For those who’ve been on TikTok (you’ll never get that time back), let me explain.  Some think the reversal of the Great Economic Supply/Demand Divergence that occurred in the Pandemic will result in a crash. A hard economic landing.

Some say the Federal Reserve is piloted by experts who’ll bring this ungainly but beautiful albatross of consumption called the USA fluttering onto neatly galloping spindles.

Still others claim that we were circling for a landing but we can call it off, there’s plenty of fuel, we’ll stay airborne, gliding over the event horizon. Economy’s fine.

The outcome depends on a universal fact: Whether the data are right.

A couple weeks ago, the US Commerce Dept claimed the economy generated over 500,000 jobs.  Nobody took a headcount.  That’s a model that spits out some data.

I don’t know what’s going to happen. But I know this.  You can’t look at stock markets, bond markets, and arrive at a clear conclusion. 

So in our remaining time, I’ll give you two thoughts.  First is common sense. It’s like the common law, the jurisprudential cornerstone of the republic.  It’s the stuff we know to be true.  The benefit of hindsight. Good judgment. Call it what you will.

We know this to be true. The planet freaked out in an irreparable way in the Pandemic. The damage is monumental, untold.  People stopped working. We lived and gambled and played on fake money. Demand surged, supply vanished, prices soared.

The politicians tried to blame everybody else including consumers, the Russians, the nebulous “supply chain.”

Stocks skyrocketed, consumption mushroomed, businesses hired, investors invested.

If something cannot last forever, it will stop.
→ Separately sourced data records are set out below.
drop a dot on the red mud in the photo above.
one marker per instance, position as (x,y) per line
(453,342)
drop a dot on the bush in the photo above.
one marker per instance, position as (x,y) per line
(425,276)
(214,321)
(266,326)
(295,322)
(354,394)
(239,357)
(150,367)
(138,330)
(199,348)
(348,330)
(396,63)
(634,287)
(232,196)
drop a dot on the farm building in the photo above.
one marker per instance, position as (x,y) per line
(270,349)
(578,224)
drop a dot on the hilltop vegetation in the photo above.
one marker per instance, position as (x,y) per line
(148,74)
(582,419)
Stein’s Law.

Common sense suggests there’s at least a probability of an equal and opposite reaction. And it doesn’t matter what the data say. What if they’re wrong?

So that’s one thought.

Second, market structure, the mechanics of the stock market, is one beautiful thing, if nothing else. It’s a reflection of every input. 

Everything that’s known.

And Demand (with a Capital D to describe the act of buying) faltered in May 2021. You can see it in the data, right or not. The market didn’t lose its inertia – that from the laws of motion – until November 2021.  And it didn’t fall apart then. It just stopped rising.

The gap? Six months.

Since then it’s been slowing down. For fourteen months. Like a hurtling missile out of fuel. The gap between Cause and Effect vexes humans because our attention spans are short. Like TikTok.

Here’s the kicker.  Between Aug 2020 and Jan 2022, a year ago, Supply – the stock market has a supply chain called Short Volume – trailed the trend. It was rising but behind the rate of change in Demand.

From Feb 2022, it’s been above trend. Flagging Demand, rising Supply. And all of the market’s records for excess Supply – ever – have been set since Sep 2022.

And the market is more Short than Long. It has more Supply than Demand.  That fact reflects every input. All that’s known.

That’s the condition as a landing, or not, looms. And the long windup to it gives me unease as we line up on approach.  Smooth? Touch and go? A conflagration?